The one big difference between the occurrences in Indian-held Kashmir and other parts of the world like Balkans or Rwanda is that cataclysm of violence in that Muslim-majority region remain unnoticed, and treated by world community in an unobtrusive manner. Prior to the ongoing resistance movement, mass rapes were carried out by the Dogra troops as well as Hindu and Sikh mobs during 1947 Jammu massacres. Numerous scholars and human right organisations firmly propound that since the onset of the agitation for achieving freedom, the Indian occupation forces — comprising Indian Army, the CRP (Central Reserve Police) and the BSF (Border Security Force) have leveraged rape as a weapon for combating the peaceful resistance of the unarmed Kashmiris.

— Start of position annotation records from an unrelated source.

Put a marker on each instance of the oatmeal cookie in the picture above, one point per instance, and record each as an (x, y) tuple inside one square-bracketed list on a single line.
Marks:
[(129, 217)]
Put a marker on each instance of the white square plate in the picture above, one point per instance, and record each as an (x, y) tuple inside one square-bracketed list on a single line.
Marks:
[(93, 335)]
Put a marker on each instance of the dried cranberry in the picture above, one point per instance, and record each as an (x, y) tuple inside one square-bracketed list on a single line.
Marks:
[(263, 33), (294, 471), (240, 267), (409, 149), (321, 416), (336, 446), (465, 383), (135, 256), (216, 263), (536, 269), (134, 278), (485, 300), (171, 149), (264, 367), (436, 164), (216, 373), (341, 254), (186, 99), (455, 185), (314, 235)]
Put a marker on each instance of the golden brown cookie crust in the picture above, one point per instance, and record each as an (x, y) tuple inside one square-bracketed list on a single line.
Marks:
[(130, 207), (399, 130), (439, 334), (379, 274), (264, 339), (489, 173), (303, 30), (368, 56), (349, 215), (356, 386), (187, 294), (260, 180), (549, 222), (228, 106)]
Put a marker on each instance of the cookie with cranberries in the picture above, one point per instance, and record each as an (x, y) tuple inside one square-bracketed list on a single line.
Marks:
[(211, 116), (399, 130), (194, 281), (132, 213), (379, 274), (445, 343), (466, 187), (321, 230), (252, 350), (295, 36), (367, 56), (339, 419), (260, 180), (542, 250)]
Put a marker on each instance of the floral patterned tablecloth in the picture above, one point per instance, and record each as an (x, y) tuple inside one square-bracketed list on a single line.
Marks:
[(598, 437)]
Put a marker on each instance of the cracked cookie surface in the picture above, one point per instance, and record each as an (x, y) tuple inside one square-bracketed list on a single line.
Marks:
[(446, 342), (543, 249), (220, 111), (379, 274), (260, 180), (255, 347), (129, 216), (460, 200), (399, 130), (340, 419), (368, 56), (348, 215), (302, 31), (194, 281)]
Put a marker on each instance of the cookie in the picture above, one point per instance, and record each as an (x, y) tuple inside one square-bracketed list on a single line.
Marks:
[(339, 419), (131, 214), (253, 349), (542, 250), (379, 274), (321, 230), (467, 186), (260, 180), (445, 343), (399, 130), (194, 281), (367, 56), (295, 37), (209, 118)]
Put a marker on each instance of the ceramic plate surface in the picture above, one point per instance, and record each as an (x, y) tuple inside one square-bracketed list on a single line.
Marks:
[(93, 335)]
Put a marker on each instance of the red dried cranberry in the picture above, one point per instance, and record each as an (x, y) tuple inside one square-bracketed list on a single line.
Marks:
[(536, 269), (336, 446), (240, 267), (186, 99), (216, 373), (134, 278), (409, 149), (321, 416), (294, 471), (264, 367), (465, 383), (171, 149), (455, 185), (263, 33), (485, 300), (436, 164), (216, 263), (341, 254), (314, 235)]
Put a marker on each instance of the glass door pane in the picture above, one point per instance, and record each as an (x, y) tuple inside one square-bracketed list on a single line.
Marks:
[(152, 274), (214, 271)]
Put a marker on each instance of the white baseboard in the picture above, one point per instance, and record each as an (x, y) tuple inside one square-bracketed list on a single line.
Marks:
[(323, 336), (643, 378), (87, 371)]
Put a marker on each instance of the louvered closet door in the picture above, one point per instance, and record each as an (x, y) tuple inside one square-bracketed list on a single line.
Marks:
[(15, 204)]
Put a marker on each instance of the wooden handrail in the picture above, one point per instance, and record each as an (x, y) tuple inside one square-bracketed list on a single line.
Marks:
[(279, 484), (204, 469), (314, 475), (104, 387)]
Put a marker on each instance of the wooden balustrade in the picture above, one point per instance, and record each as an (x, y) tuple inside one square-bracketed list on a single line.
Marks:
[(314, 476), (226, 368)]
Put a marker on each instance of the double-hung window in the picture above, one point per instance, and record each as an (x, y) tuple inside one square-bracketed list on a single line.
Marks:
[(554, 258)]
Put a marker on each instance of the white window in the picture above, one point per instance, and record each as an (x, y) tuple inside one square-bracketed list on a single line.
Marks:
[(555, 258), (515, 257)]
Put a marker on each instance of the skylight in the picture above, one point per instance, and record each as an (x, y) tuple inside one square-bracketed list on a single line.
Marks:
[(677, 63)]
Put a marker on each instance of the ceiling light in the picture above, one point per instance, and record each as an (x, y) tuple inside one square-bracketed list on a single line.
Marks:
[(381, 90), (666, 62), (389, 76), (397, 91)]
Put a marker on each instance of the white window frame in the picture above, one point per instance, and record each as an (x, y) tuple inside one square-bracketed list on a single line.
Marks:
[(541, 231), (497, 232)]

Most frequent strategy implemented by occupation forces since early 1990 is incessant crackdowns in which men are forced to leave the dwellings and searches are performed. In this scenario, properties are destroyed, valuables are confiscated and women are molested. While in this limited space it is not possible to mention every such incident, but they are well-documented in a 900-page report authored by highly reputed and internationally recognised human right activist, Khurram Parvez, who is currently languishing in a notorious prison of Delhi under frivolous charges. It is believed that since the initiation of the freedom movement in occupied Kashmir in 1990, at least 11,300 Kashmiri women have been gang-raped. However, it is reckoned that due to the fear of social ostracisation, a large number of such cases go unreported, and the actual figures are much higher. The first reported rape case in IoK was that of a 26 -year-old woman from Jamir Qadeem in Sopore district in 1990. She was raped during a search operation. Since then, these actions continue and to-date women in IoK continue to be tormented by the Indian occupation army. In this space I will mention two major incidents where occupation forces indulged in mass rape of Kashmiri women and the perpetrators of these heinous crimes were allowed to escape scot free.
On the night of February 23, 1991, under the garb of performing a so-called “search operation,” officials belonging to the CRP and the BSF cordoned off the twin villages of Kunan and Poshpora. As usual men were ordered to leave their residences and assemble in a nearby field. The Indian forces entered the houses and caused a rampage. About 70-80 women were gang-raped. The age of the victims ranged from 12 -80 years, and one of them was pregnant, who later on delivered a baby with a broken shoulder. The government of India discounted these well substantiated reports and the culprits went unpunished.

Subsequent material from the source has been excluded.